Computing the softmax reduction without requiring complete input access.
Avoiding the storage of intermediate attention matrices during backward propagation.

These objectives are realized through tiling, which involves partitioning the input and performing multiple passes over these blocks, and through storing softmax normalization factors to facilitate rapid on-chip attention recomputation during backpropagation.

FlashAttention attains $O(N^2 d^2 M^{-1})$ HBM accesses, where:

$N$ is sequence length
$d$ is head dimension
$M$ is SRAM size

This contrasts with the $\Omega(Nd + N^2)$ complexity of standard attention mechanisms.

The performance gains are attributed to a reduction in HBM accesses, despite an increased FLOPs count. Empirical results demonstrate a 7.6x speedup on GPT-2, attributable to eliminating the need to read and write large $N \times N$ attention matrices to HBM.

A lower bound is established, asserting that no exact attention algorithm can enhance the number of HBM accesses asymptotically across all SRAM sizes.

FlashAttention serves as a primitive for realizing the potential of approximate attention algorithms by overcoming memory access overhead. Block-sparse FlashAttention, a sparse attention algorithm, achieves 2-4 $\times$ speedup compared to FlashAttention and scales to a sequence length of 64k. This is due to block-sparse FlashAttention exhibiting enhanced IO complexity compared to FlashAttention, by a factor proportional to the sparsity ratio.

Empirical assessments validate that FlashAttention accelerates model training, enhances model quality through modeling longer contexts, and diminishes the memory footprint. The algorithm trains BERT-large 15\% faster than the MLPerf 1.1 training speed record, accelerates GPT2 training by 3 $\times$ , and achieves a 2.4 $\times$ speedup on the long-range arena. Furthermore, it improves perplexity on GPT-2 by 0.7 and enhances long-document classification accuracy by 6.4 points.

The paper includes a background on GPU memory hierarchy, highlighting the disparity between compute speed and memory speed. Operations are classified as either compute-bound or memory-bound, with the latter being constrained by HBM accesses. Kernel fusion is presented as an approach to accelerate memory-bound operations by reducing HBM accesses.

The standard attention implementation is scrutinized for its memory inefficiency, particularly the materialization of matrices $S$ and $P$ to HBM. The authors show the HBM accesses scale quadratically with sequence length $N$ .

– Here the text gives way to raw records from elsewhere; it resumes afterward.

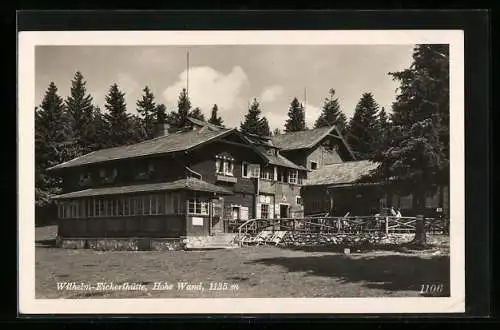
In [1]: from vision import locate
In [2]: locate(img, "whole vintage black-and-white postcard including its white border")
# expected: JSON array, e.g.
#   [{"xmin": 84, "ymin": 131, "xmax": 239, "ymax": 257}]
[{"xmin": 18, "ymin": 30, "xmax": 465, "ymax": 314}]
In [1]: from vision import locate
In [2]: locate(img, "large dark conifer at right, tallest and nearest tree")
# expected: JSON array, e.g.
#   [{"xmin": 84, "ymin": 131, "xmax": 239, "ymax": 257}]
[{"xmin": 374, "ymin": 44, "xmax": 450, "ymax": 244}]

The analysis of IO complexity for FlashAttention reveals a substantial reduction in HBM accesses, exhibiting optimality for a range of SRAM sizes $M$ . A lower bound is established, indicating that no exact attention algorithm can asymptotically improve upon the number of HBM accesses across all SRAM sizes. The IO complexity of block-sparse FlashAttention is demonstrably superior to that of FlashAttention, with improvements proportional to the sparsity ratio.

The paper also details the memory-efficient forward and backward passes, with a focus on computing softmax normalization constants separately to decouple columns and reduce memory requirements. The full details of FlashAttention forward and backward passes are described, including the pseudo-random number generator state for dropout regularization.

The limitations of the present approach are rooted in the necessity of compiling to CUDA, which demands considerable engineering effort and may not be readily transferable across GPU architectures. Future directions involve IO-aware implementations of additional modules, multi-GPU IO-aware methods, and sparse MLP layers.